As Sister Cecilia spoke, she still embraced Alice, and looked down at her face. But there was no perceptible change, except a slight contraction of the brow-muscles denoting awakened interest.

"And she, who was a poor prisoner an hour ago, is now a respected passenger on the Queen's ship!" continued Sister Cecilia, lightly; but in truth she was alarmed at Alice's calmness.

"It is a woman, then?" said Alice.

"Yes, dear; a woman who has been nine years in prison, suffering for another's crime. And that other has confessed— Alice! Alice!" cried Sister Cecilia, dismayed at the effect of her words. But Alice did not hear; she had slipped from her seat, pale as marble, fainting; and were it not for the supporting arms of the nun she would have fallen headlong to the floor.

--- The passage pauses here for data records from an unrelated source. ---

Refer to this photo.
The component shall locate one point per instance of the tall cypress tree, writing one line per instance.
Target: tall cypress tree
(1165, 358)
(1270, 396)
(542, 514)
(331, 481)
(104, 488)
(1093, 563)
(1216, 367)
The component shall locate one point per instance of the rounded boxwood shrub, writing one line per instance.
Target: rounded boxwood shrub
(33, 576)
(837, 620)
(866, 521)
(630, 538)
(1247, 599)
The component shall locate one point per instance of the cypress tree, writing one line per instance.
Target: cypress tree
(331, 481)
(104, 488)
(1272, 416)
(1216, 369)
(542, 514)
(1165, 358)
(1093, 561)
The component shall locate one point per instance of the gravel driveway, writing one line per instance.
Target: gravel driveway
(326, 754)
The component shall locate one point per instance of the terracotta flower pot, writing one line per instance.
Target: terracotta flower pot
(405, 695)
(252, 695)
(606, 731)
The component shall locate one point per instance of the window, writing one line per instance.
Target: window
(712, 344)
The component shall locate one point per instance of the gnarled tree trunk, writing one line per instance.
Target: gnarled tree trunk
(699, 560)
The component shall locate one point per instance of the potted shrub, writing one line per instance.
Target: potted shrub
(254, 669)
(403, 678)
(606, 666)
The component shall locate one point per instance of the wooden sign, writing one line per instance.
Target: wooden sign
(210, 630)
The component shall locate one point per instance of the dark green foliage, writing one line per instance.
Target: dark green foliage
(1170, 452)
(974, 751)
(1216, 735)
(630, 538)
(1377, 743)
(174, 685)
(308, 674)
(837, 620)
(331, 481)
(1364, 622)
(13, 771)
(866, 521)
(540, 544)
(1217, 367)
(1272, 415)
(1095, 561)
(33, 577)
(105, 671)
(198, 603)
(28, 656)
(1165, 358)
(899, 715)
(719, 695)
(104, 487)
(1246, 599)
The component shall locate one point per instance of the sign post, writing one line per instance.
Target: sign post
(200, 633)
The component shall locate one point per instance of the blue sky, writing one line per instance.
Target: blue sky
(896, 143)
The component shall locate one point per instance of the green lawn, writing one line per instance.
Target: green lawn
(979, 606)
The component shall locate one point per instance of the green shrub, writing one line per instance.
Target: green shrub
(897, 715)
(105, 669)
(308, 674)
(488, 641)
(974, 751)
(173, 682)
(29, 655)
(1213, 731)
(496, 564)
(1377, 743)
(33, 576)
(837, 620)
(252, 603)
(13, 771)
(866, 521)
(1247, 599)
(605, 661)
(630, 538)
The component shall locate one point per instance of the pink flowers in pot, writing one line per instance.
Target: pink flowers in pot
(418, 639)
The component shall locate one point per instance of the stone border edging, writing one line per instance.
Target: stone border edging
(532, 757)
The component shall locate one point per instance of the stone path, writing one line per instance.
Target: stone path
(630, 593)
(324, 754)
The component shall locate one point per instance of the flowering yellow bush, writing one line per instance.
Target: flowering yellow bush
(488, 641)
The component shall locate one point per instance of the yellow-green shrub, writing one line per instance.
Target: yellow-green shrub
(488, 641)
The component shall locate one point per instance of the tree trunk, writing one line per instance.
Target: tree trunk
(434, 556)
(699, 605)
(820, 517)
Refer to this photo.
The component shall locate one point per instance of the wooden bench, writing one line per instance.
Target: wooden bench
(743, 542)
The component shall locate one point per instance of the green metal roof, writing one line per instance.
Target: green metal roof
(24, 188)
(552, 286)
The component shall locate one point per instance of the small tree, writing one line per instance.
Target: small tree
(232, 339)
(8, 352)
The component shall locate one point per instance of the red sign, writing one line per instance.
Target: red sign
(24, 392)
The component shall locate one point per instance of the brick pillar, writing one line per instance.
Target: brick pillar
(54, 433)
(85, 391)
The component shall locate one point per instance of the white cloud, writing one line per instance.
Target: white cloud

Sister Cecilia did not alarm anyone; she was experienced in emotional climaxes. She did the few things proper for the moment, then quietly awaited Alice's recovery.

In a few minutes the pale face was raised, and the mild eyes sought Sister Cecilia as if they asked a heartrending question. The little Sister did not understand the appeal; so she only encouraged Alice by a kind word to regain strength.

"And she!" whispered Alice, with quivering lips, now speaking what she had looked; "where is she—the forsaken one?"

"She is on board, my child; she is a prisoner, and a most unhappy one. She has no hope but the peace of atonement. God send her comfort!

"Amen! Amen!" cried Alice, laying her head on the Sister's arm, and sobbing without restraint.